The era gave rise to what sociologist Juliet Schor describes in her excellent new book, “Plenitude,” as “the materiality paradox.” That is, as products became more valued as “symbolic communicators,” they grew more reliant on fashion and novelty, speeding the cycle of consumption.

“People buy more products and turn them over more quickly,” she writes. The paradox is we value goods less today, but we consume more of them to satisfy our natural desire for social meaning and individual expression.

The non-material consumer economy

If past behavior is the best predictor of future behavior, then it’s likely Americans will return to what we do better than anyone: consume. But nowhere is it written that what or how much we consume has to be identical to the last 25 to 30 years. A consumer economy doesn’t have to mean “a-consumer-of-materials economy.”

Much of what individuals and businesses “consume” is far more about experiences than stuff, such as:

  • education and training, of all types
  • fine arts, crafts
  • music, theater, dance and other performing arts
  • movies, reading, sports and other entertainment
  • travel
  • hiking, bicycling, skiing and other recreational activities
  • digital gaming and other virtual products

That isn’t to say these and other experiences don’t have associated sustainability issues. The business challenge is to dematerialize the production, promotion and delivery of these experiences as much as possible. But businesses enjoy a head start on sustainability when their core products are experiences instead of goods.

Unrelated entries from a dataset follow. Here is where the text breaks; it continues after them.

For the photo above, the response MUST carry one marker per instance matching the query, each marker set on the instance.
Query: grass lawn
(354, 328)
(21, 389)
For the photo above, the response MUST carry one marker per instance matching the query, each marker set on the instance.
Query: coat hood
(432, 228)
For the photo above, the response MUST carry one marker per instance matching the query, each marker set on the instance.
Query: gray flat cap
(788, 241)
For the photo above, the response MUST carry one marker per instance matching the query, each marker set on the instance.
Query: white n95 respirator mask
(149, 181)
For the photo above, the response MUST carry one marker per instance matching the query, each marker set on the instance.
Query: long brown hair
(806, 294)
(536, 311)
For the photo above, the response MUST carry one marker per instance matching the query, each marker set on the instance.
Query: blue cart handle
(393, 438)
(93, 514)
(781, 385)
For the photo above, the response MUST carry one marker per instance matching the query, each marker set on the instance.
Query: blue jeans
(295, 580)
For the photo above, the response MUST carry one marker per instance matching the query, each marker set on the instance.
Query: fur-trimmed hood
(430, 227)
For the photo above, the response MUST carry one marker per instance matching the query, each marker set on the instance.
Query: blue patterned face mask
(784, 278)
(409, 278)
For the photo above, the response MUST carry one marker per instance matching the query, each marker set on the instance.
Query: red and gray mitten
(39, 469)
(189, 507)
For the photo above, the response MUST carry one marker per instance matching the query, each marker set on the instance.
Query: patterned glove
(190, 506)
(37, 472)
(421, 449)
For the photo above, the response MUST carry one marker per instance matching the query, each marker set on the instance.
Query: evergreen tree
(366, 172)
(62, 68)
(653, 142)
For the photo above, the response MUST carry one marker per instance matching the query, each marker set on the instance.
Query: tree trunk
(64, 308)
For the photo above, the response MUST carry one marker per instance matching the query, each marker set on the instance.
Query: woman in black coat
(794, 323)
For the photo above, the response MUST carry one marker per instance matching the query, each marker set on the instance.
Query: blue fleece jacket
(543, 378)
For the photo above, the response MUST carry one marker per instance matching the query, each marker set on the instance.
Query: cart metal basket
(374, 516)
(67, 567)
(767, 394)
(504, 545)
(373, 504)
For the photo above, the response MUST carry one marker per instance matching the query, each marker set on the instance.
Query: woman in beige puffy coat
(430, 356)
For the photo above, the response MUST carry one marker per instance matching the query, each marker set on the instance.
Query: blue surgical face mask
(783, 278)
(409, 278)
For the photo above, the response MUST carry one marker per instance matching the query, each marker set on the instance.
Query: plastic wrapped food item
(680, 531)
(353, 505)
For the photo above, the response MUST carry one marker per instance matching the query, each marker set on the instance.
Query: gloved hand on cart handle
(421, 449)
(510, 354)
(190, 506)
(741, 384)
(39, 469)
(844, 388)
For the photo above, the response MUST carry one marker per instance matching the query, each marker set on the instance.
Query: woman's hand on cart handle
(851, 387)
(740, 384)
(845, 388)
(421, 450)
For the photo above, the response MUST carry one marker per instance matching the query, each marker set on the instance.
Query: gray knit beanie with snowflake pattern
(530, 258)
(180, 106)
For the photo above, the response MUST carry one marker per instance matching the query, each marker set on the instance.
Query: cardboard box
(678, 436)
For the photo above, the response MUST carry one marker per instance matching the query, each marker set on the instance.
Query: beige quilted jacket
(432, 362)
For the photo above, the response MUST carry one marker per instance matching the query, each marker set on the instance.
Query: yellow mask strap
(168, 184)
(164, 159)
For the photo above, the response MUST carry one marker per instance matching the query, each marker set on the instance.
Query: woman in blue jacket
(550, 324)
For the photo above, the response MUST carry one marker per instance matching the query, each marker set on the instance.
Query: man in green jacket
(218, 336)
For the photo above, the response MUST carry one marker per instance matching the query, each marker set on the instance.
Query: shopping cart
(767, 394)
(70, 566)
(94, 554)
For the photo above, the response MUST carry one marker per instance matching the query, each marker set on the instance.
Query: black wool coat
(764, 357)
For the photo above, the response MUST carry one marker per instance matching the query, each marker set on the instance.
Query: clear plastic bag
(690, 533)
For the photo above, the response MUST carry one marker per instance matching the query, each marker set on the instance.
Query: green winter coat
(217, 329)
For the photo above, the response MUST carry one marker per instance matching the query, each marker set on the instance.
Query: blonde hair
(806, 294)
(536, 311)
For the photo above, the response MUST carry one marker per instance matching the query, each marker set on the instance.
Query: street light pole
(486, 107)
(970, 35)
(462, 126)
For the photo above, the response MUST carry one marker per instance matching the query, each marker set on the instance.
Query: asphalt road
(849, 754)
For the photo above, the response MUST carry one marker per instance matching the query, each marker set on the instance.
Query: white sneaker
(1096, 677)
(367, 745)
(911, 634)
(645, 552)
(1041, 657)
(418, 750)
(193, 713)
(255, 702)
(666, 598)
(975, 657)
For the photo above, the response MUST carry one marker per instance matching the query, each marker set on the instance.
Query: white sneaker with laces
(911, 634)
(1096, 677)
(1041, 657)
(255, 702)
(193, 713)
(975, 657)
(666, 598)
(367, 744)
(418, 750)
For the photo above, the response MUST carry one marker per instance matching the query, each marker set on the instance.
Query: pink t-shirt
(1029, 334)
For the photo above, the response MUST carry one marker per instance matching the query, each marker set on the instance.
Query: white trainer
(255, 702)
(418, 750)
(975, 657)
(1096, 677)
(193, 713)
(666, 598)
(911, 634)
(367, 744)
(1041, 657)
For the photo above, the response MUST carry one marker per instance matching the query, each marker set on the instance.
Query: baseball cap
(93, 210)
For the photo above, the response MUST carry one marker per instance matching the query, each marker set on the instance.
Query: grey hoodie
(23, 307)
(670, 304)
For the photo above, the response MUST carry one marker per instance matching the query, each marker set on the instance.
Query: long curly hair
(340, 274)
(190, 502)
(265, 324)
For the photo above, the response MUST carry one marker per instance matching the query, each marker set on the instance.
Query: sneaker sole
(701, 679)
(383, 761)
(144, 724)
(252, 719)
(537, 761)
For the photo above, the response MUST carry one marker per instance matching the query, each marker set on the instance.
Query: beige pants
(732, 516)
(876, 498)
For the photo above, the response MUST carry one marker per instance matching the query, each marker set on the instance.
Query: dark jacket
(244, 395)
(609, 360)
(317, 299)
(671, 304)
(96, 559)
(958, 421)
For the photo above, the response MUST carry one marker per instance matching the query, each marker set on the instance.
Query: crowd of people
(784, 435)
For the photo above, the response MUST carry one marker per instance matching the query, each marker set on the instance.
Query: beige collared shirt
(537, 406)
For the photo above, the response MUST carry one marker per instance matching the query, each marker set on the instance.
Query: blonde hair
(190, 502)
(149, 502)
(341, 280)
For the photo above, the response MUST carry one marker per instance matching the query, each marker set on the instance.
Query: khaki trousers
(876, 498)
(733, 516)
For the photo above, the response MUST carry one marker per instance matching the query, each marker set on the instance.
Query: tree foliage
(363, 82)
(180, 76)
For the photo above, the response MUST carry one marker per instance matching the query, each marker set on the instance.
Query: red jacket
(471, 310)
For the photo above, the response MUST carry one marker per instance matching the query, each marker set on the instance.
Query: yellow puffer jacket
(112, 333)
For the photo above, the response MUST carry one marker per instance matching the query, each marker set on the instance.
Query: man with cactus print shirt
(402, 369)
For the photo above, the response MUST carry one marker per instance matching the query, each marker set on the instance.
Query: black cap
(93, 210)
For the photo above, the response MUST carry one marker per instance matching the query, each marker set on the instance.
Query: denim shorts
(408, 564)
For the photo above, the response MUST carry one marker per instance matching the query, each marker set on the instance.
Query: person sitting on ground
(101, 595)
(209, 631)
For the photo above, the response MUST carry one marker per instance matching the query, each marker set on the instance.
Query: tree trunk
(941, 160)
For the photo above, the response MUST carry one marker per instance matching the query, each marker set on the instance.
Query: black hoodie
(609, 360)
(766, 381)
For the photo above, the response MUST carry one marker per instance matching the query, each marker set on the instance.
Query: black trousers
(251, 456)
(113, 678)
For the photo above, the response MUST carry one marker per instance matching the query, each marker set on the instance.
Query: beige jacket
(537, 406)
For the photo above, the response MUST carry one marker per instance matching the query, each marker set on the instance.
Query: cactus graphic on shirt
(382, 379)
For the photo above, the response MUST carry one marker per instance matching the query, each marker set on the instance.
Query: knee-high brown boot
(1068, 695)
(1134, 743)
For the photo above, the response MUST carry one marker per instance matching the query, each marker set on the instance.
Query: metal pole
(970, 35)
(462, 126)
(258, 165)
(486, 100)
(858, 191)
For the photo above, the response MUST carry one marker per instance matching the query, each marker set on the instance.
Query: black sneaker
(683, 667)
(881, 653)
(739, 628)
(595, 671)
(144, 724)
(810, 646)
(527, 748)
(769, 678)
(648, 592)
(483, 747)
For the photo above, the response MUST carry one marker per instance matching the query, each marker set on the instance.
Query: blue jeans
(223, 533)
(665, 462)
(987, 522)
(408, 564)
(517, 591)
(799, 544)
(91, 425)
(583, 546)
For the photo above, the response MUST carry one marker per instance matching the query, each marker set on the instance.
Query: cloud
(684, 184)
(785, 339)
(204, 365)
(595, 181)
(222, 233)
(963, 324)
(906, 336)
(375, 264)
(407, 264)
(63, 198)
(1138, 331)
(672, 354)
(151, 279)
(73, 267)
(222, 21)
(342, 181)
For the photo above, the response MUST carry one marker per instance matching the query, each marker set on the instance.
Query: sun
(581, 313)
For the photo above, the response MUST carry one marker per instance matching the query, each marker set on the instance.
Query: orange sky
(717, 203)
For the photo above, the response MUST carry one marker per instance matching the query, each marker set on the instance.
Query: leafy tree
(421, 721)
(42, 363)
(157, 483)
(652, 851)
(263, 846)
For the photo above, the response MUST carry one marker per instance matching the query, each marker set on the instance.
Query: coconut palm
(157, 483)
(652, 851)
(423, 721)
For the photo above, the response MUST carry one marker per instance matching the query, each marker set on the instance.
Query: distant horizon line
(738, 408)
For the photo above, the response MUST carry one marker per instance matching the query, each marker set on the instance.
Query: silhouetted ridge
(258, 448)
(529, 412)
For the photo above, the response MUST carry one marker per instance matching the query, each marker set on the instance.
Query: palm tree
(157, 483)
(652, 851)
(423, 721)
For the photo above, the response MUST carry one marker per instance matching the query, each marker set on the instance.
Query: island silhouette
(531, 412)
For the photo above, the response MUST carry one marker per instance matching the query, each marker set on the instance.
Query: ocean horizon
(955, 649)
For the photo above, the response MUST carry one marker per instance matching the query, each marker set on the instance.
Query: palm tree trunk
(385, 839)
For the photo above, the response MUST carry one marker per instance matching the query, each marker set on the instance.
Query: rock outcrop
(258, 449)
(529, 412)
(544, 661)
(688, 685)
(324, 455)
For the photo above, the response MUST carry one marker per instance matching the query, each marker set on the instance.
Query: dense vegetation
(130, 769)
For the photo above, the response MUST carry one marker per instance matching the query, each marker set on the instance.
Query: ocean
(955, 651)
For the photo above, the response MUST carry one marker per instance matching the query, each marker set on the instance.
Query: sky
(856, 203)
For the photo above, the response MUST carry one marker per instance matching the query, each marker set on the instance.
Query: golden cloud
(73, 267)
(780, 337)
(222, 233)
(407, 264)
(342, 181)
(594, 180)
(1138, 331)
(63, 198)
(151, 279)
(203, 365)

Makers of goods can gain a similar advantage through “cradle-to-cradle” techniques such as upcycling (turning waste material or other used or useless products into new, higher-value goods).

Design for environment and sustainable design practices minimize raw material use and waste. But the jury is still out on whether better, smarter design is the “silver bullet” solution to over-consumption. At some point the prevailing materialistic mindset also has to change.

The road less traveled

The point is: A consumer economy isn’t unsustainable by definition. It depends on what and how much gets consumed. Americans are deeply conditioned to satisfy their desire for happiness and meaning by accumulating possessions. This reflects the persuasive power of professions like mine — branding and marketing — more than some genetic predisposition to shop.

Dislodging materialism as the economic status quo won’t be easy. But if enough businesses choose the road less traveled, the next three decades will look far different from the last three.

Many sustainability leaders in business are already re-conditioning customers to consume less and differently. They respect the material limits of our planet. And they recognize what customers ultimately desire — happiness, security, belonging — isn’t found on store shelves and never goes out of fashion.